Entró la muchacha llevando el cesto del planchado de Augusto. Quedáronse mirándose, y ella, la pobre, sintió que se le encendía el rostro, pues nunca cosa igual le ocurrió en aquella casa en tantas veces como allí entró. Parecía antes como si el señorito ni la hubiese visto siquiera, lo que a ella, que creía conocerse, habíala tenido inquieta y hasta mohína. ¡No fijarse en ella! ¡No mirarla como la miraban otros hombres! ¡No devorarla con los ojos, o más bien lamerle con ellos los de ella y la boca y la cara toda!
—¿Qué te pasa, Rosario, porque creo que te llamas así, no?
—Sí, así me llamo.
—Y ¿qué te pasa?
—¿Por qué, señorito Augusto?
—Nunca te he visto ponerte así de colorada. Y además me pareces otra.
—El que me parece que es otro es usted...
—Puede ser... puede ser... Pero ven, acércate.
—¡Vamos, déjese de bromas y despachemos!
—¿Bromas? Pero ¿tú crees que es broma? —le dijo con voz más seria—. Acércate, así, que te vea bien.
—Pero ¿es que no me ha visto otras veces?
—Sí, pero hasta ahora no me había dado cuenta de que fueses tan guapa como eres...
—Vamos, vamos, señorito, no se burle... —y le ardía la cara.
—Y ahora, con esos colores, talmente el sol...
—Vamos...
—Ven acá, ven. Tú dirás que el señorito Augusto se ha vuelto loco, ¿no es así? Pues no, no es eso, ¡no! Es que lo ha estado hasta ahora, o mejor dicho, es que he estado hasta ahora tonto, tonto del todo, perdido en una niebla, ciego... No hace sino muy poco tiempo que se me han abierto los ojos. Ya ves, tantas veces como has entrado en esta casa y te he mirado y no te había visto. Es, Rosario, como si no hubiese vivido, lo mismo que si no hubiese vivido... Estaba tonto, tonto... Pero ¿qué te pasa, chiquilla, qué es lo que te pasa?
Rosario, que se había tenido que sentar en una silla, ocultó la cara en las manos y rompió a llorar. Augusto se levantó, cerró la puerta, volvió a la mocita, y poniéndole una mano sobre el hombro le dijo con su voz más húmeda y más caliente, muy bajo:
—Pero ¿qué te pasa, chiquilla, qué es eso?

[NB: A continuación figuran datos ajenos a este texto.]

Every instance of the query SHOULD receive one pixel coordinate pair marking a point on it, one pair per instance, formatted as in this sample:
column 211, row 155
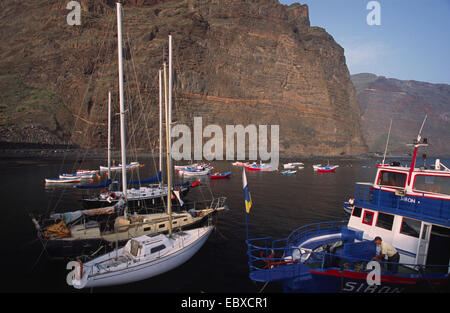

—Que con esas cosas me hace usted llorar, don Augusto...
—¡Angel de Dios!
—No diga usted esas cosas, don Augusto.
—¡Cómo que no las diga! Sí, he vivido ciego, tonto, como si no viviera, hasta que llegó una mujer, ¿sabes?, otra, y me abrió los ojos y he visto el mundo, y sobre todo he aprendido a veros a vosotras, a las mujeres...
—Y esa mujer... sería alguna mala mujer...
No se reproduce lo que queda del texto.